Digital video projection
3:24 (looping)
The video, Knights of the Sky, depicts a small planet populated by sand dunes in a barren landscape. The camera mimics the first person point of view common to video games and moves ever so subtly as if hand-held as the camera circumnavigates the lonely planet. Once every cycle (3 ½ min) a small orbiting satellite can be seen falling from the upper right of the frame and disappears behind the dunes. The satellite is of ambiguous origin and material, but is suggestive of a human presence no longer visible within the frame. The Desert interests me because it is in many ways a virtual landscape. Everything slows down and opens up in the barren environment. The empty space allows for the projection of military fantasies and wild enactments of psychedelic ritual. The dunes are shaped by the winds and are contentedly reconfiguring themselves as they roam the landscape.

N-O U-N-R-E-A-L T-H-I-N-G E-X-I-S-T-S

Powder coated steel, polyester resin cast,
acrylic mirror, media player
66 x 12 x 12 in.
2015
The sculpture, N-O U-N-R-E-A-L T-H-I-N-G E-X-I-S-T-S, utilizes a direct cast of my fist that sits on top of a two-way mirror with a screen underneath. The screen is playing a video showing the ‘reflection’ of the hand using American Sign Language to spell out no unreal thing exits. I made the virtual model for the animation from a plaster cast of my hand that I scanned using a laser 3D scanner.

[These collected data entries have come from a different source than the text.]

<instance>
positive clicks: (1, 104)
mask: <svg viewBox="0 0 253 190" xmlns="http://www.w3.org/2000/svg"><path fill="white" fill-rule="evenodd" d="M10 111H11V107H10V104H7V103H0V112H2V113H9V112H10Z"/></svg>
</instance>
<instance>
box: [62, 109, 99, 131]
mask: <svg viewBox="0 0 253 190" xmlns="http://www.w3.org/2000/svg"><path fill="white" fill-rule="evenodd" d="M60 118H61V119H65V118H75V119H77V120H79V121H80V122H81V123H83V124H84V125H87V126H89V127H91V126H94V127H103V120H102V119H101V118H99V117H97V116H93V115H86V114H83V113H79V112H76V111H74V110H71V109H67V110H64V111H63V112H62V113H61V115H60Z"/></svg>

The sculptural form attempts to blur the boundaries between screen and object, drawing inspiration from Mirror Therapy apparatus designed to treat Phantom Limb Syndrome.

A Fallen Pixel, #5

Polyurethane foam, plaster, acrylic paint
(CNC routed from stock 3d model)
28 x 16 x 16 in.
2015

A Fallen Pixel: #3

Polyurethane foam, plaster, acrylic paint
(CNC routed from stock 3d model)
18 x 10 x 10 in.
2015
The rock forms of, A FALLEN PIXEL, represent a complete cycle of anonymous and physically distributed production. I was interested in the ways current technologies aid in the realization of purely imagined things and wanted to circumscribe the physical realization of these digital apparitions.  I like that an anonymous other would have sat in front of a screen and used managed electronic impulses within the machine to virtually manifest what in many ways could be considered a hallucination. Networks of metal culled up from the earth connect me to them and allow me to download the virtual product of their labor for free. I sent that product over the same network to a CNC machine that translated the virtual into physical reality. The marks of the hand left in the plaster covering reflect a human interface layer that is becoming increasingly obsolete. The paint ‘re-skins’ the physical object in the way the screen ‘skins’ bio-digital translation.